Rohbau für neue Krippe wird teurer als geplant

Crottendorf vergibt Auftrag für Großprojekt im zweiten Anlauf

Crottendorf.

Die Gemeinde Crottendorf wird mit Zustimmung des Rats den ersten Auftrag für den Bau einer neuen Kinderkrippe vergeben. Das betrifft die Baumeisterarbeiten - also den Rohbau, für den ein Unternehmen aus Aue das wirtschaftlichste von sechs Angeboten vorgelegt hat. Mit 688.000 Euro lag es dennoch gut 20 Prozent über der Kostenschätzung. Zum Vergleich: Das höchste Angebot umfasste Kosten von 989.000 Euro.

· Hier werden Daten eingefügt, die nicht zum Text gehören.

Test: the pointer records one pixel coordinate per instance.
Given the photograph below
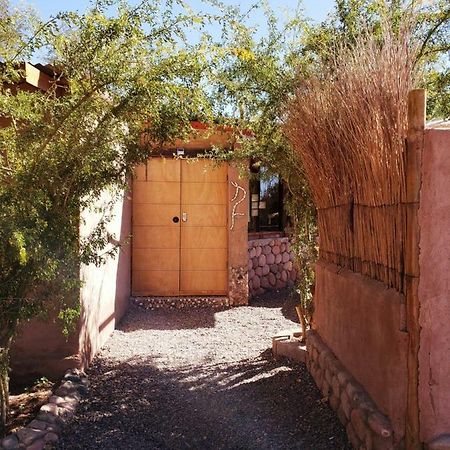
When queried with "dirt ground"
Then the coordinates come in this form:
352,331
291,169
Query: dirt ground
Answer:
202,379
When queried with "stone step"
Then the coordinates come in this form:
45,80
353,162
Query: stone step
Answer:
181,302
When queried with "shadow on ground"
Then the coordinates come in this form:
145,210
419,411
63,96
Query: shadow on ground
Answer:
256,403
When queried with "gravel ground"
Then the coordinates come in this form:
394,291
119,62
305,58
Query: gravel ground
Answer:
202,379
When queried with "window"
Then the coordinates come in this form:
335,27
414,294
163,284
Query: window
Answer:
266,213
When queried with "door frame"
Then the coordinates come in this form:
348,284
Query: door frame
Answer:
237,234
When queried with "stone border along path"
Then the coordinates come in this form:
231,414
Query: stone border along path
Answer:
202,379
44,431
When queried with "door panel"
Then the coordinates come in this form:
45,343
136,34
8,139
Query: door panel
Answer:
204,194
201,215
203,171
203,283
156,258
149,237
206,259
204,237
157,192
156,237
188,257
147,214
153,282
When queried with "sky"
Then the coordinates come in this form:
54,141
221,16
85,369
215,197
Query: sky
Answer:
317,10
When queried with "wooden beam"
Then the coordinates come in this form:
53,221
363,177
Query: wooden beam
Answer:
414,149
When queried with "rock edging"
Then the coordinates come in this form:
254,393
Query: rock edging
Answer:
152,303
366,427
45,429
270,265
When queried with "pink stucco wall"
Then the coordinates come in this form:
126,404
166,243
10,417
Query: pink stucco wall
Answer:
40,347
434,286
105,289
360,321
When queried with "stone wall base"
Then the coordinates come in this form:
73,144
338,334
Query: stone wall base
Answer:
367,428
180,302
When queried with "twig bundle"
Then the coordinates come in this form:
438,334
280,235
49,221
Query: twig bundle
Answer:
349,126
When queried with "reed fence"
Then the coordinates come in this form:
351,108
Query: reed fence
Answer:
349,128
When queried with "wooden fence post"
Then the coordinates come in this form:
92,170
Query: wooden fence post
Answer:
414,148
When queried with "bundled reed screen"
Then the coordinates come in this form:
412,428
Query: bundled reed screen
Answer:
349,126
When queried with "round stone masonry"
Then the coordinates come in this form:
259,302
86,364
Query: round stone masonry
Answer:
270,265
366,426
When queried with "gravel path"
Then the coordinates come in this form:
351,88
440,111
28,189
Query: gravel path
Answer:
202,379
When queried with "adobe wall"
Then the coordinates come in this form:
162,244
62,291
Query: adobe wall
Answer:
359,320
270,265
105,291
238,194
434,286
40,347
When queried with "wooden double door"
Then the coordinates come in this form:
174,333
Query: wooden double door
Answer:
180,230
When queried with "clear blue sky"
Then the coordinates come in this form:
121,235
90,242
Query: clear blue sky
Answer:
315,9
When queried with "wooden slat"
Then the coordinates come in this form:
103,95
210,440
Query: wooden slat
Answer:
163,169
203,259
156,259
156,237
156,192
197,283
140,172
203,171
204,193
160,215
204,237
155,282
200,215
416,126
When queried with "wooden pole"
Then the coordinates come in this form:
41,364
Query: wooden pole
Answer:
414,149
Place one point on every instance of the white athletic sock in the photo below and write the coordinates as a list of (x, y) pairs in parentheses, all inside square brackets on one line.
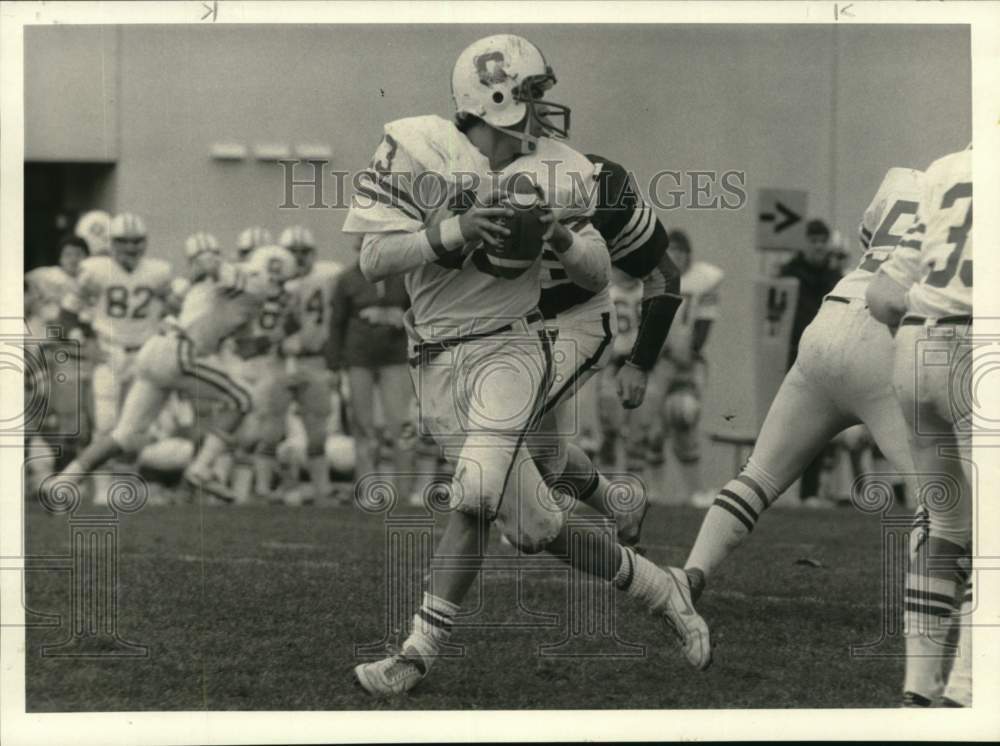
[(641, 579), (959, 688), (432, 625), (729, 520)]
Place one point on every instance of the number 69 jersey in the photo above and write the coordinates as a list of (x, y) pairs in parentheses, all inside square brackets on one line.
[(126, 306), (891, 213), (935, 255)]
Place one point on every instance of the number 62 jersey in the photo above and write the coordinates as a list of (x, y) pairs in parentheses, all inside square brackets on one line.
[(934, 259)]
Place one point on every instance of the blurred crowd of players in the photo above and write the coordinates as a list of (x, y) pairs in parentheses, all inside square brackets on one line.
[(326, 363)]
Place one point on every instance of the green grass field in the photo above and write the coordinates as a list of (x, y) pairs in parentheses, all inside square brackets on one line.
[(261, 608)]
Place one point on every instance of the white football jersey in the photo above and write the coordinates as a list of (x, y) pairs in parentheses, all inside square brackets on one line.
[(460, 293), (700, 300), (934, 259), (126, 306), (50, 285), (314, 292), (891, 213), (628, 308), (214, 309)]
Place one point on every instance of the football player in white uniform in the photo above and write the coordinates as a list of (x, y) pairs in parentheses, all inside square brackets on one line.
[(260, 364), (249, 239), (481, 360), (123, 296), (682, 370), (177, 358), (924, 293), (842, 376), (311, 380)]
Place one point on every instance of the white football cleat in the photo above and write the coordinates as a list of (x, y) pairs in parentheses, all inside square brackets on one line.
[(396, 674), (678, 612), (206, 482)]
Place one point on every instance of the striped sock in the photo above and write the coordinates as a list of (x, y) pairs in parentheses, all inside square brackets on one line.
[(729, 521), (640, 579), (930, 609), (432, 625), (959, 688)]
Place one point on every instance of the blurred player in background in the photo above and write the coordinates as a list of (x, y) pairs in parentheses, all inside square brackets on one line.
[(476, 313), (583, 322), (251, 238), (123, 296), (177, 358), (94, 227), (368, 341), (262, 367), (680, 377), (841, 377), (924, 293), (311, 380)]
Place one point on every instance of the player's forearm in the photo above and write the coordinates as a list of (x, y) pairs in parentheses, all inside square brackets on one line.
[(386, 254), (660, 300), (585, 259)]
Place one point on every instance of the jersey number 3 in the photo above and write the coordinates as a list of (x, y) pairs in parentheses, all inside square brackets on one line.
[(957, 235)]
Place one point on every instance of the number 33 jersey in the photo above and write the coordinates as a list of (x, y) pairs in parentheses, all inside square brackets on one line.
[(934, 259), (891, 213), (126, 306)]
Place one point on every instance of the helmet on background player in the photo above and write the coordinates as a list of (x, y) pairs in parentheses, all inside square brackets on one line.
[(128, 239), (203, 253), (276, 263), (299, 240), (502, 80), (249, 239), (94, 227)]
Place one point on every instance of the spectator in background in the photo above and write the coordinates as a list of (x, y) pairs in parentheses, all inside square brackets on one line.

Diese Entwicklung ist keine Überraschung. Die Gemeinde hatte jene Arbeiten schon einmal ausgeschrieben. Angesichts der Mehrkosten und des späten Zeitpunkts im Jahr hatte der Rat in seiner August-Sitzung aber eine Vergabe abgelehnt. Damals lag die günstigste Offerte bei 740.300 Euro. Durch die zweite Ausschreibung, über deren Ergebnis in der jüngsten Sitzung entschieden worden ist, konnten also rund 50.000 Euro eingespart werden. Allerdings hat sich dadurch auch der Baustart ins nächste Jahr verschoben, losgehen soll es laut Bürgermeister Sebastian Martin (parteilos) im März. Schon jetzt ist für ihn aber klar, dass die Gemeinde mit den geplanten Kosten von rund 1,6 Millionen Euro nicht auskommen wird. Wie auch Lutz Wittig vom Bauamt sagte, habe sich die Situation hinsichtlich der Baupreise nicht beruhigt. Diese seien immer noch sehr hoch. Bürgermeister Sebastian Martin schätzte: "1,8 bis 2 Millionen Euro werden es am Ende wohl werden." Das Land gewährt eine Festförderung von rund 1 Million Euro. "Wir wissen noch nicht, wo wir am Ende genau rauskommen. Aber wir müssen Wege finden, das zu stemmen", so Martin.

In dem Neubau in unmittelbarer Nachbarschaft der Kindertagesstätte "Bärenkinder" sollen 50 Krippenplätze entstehen. Dadurch soll sich im Hinblick auf den Platz auch die Situation für die Kindergartenkinder entspannen.